As a young man he was brought into the old French “Guillonnée” group in Bloomsdale in which his father, Albert, was the leader and one of the fiddlers, and they took part in the New Year’s Eve mumming rituals for many years. (Albert Lalumondier’s “Guillonnée” is documented in Henry Belden’s world-famous 1914 collection of Missouri ballads and folk songs.) Lloyd finally quit fiddling in the annual Guillonnée in the 1990s when the local group leader barred Georgena from playing guitar in the group for the mumming procession, even though she was asked to replace the absent guitarist and even though she wore a costume and disguise (as all the group did), because she was a woman.
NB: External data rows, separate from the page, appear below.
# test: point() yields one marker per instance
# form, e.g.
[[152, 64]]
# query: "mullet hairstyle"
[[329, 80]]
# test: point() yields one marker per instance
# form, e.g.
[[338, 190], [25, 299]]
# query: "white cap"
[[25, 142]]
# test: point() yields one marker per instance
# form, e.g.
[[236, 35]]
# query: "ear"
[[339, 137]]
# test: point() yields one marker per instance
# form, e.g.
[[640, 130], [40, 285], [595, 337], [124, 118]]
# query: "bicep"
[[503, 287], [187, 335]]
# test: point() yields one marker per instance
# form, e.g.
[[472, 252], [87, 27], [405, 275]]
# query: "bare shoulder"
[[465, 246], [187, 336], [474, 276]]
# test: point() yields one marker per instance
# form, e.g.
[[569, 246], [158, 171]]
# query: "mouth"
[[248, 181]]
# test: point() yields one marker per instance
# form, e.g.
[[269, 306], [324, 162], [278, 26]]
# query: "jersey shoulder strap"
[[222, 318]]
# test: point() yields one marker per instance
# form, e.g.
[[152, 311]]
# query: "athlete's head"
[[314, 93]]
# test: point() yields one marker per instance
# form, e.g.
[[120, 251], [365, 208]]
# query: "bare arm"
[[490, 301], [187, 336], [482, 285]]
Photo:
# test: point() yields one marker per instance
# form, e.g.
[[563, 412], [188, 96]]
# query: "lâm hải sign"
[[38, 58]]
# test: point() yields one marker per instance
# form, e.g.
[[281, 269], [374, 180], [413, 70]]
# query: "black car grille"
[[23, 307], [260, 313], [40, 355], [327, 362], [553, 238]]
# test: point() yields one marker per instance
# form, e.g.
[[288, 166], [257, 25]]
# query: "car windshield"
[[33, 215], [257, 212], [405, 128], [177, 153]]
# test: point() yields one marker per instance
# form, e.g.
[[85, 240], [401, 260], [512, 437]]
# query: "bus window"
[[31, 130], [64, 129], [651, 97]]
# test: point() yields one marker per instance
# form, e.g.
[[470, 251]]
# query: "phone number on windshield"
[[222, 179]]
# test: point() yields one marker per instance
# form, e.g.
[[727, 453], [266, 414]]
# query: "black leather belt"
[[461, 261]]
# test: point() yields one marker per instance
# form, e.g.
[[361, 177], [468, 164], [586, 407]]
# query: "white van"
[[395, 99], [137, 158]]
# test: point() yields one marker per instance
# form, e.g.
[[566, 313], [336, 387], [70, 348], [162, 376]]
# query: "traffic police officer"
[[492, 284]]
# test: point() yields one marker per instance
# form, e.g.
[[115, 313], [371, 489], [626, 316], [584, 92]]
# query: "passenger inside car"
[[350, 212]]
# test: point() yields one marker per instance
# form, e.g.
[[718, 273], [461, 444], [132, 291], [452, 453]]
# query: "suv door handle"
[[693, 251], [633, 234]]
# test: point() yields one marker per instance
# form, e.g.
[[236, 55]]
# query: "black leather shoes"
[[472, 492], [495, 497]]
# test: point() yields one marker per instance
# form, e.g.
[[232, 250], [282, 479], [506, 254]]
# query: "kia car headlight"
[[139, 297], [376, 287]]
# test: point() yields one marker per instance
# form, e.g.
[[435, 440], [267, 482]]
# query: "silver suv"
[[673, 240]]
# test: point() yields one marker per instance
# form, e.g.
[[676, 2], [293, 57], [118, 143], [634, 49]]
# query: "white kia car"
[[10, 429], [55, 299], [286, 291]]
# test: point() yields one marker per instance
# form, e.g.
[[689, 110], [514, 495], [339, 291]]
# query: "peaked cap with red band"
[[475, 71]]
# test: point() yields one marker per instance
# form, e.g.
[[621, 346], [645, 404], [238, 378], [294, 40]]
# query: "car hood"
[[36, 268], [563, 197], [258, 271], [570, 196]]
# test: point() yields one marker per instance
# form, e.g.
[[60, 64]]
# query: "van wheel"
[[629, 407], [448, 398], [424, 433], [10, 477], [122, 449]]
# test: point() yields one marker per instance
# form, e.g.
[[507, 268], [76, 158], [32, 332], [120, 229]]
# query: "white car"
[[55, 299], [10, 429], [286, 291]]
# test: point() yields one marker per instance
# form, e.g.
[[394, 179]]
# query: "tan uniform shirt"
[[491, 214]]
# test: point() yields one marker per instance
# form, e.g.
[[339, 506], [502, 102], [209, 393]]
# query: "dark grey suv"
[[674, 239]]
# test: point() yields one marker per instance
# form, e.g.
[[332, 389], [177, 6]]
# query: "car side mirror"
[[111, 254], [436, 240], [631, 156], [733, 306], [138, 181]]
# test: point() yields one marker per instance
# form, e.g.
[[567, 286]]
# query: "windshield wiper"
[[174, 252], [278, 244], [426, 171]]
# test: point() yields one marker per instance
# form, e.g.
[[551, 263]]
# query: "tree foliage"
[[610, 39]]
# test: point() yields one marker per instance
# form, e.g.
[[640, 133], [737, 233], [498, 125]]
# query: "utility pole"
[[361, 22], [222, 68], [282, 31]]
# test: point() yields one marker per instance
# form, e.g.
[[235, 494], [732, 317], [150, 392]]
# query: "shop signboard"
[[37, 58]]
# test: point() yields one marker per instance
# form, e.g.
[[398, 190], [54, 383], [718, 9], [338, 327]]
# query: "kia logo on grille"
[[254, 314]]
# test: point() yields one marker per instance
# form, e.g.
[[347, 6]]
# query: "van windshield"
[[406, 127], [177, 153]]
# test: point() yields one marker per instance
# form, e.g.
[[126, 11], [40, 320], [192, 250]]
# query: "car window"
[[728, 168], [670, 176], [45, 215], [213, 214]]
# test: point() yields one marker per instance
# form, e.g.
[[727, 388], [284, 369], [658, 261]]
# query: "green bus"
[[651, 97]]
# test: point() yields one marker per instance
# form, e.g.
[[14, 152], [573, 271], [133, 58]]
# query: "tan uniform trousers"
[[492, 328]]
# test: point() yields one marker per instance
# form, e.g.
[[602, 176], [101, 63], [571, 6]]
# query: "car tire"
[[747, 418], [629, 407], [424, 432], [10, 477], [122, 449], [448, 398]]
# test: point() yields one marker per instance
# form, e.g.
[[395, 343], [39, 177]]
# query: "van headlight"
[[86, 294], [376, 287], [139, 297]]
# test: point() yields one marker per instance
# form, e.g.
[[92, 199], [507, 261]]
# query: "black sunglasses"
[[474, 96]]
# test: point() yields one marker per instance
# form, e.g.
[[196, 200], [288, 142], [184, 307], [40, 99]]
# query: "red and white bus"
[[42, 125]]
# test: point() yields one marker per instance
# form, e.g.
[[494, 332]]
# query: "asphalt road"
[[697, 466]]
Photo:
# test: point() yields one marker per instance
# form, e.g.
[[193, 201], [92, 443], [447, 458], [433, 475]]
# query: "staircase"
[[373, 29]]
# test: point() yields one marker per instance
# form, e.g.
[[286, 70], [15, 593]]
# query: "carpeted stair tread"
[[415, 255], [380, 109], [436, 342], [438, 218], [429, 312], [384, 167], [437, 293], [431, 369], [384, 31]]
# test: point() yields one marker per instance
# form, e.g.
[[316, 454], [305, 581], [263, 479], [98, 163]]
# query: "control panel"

Lloyd Lalumondier (most people today pronounce the name “lahmun’deer”)was versatile and soaked up all the music he could, not only from the old-time fiddlers in his community such as Jess Drury and Vallé Winters, but from fiddling at dances and swapping tunes with other fiddlers, radio, records, and other venues. He also enjoyed playing one or two “Cajun” dance tunes, even though this twentieth-century music form from Louisiana was different from the old Missouri French music he grew up with. In his early days, he fiddled with several country bands that played on live radio shows and for old-time dances in the old French district. He could recall with great detail the customs of the French community’s dance traditions in comparison with the traditions of other groups; in his region, the original French musical heritage was overlaid and sorted into not only the early Kentucky and Virginia-type Scotch-Irish fiddlers but with the many German-speaking immigrant musicians who in some ways came to dominate the communities in this area of along the Mississippi River south of St. Louis.
Lloyd loved playing twin fiddle and loved waltzes. He was a born teacher, and was able to convey complicated fiddling techniques to others. I met Lloyd Lalumondier in the early 1980s at a spring dance and fiddlers’ get-together at the senior citizen’s center in Potosi. Like other seasoned fiddlers, he would lead a set of tunes for the dancing (in the lineup of fiddlers willing to do so), and then repair to a back room or the basement to pile into a hot session of hard-core fiddling. I shared Lloyd’s enjoyment of waltzes and playing twin fiddle, and we became friends.
I visited Lloyd and Georgena a number of times and on one occasion Georgena prepared her “bouillon” recipe and we enjoyed a classic Missouri French meal together before a good session of fiddling and talking. As I was preparing a 2012 book, “Play Me Something Quick and Devilish” (University of Missouri Press), I turned to Lloyd Lalumondier as my guide through the old French communities and their music, and his own saga anchors the chapter on French-American fiddling in the book.
In his final years, only fiddle music seemed to rouse him from the grasp of dementia. He never quite recovered from Georgena’s death. In Mission, Daria arranged for the fiddler and fiddle teacher Pat Ireland to meet with Lloyd and give him some “fiddle lessons,” which helped keep Lloyd’s mind active. I last saw Lloyd, who I valued greatly as a friend and fiddling colleague, in Kansas City’s Swope Park in the fall of 2014, when Daria and Mike brought him to a fiddle history program I presented with Kathy Gordon and Russ Ravert. While he could no longer play with the marvelous grace and power of his younger years, he brightened as we visited and played some of the old tunes together with Pat.
In addition to his great fiddle music and illuminating anecdotes, I remember Lloyd’s quick wit, subtle jokes (always delivered with a twinkle in his eye), and his big smile, always ready for a visit and a tune. Rest in peace.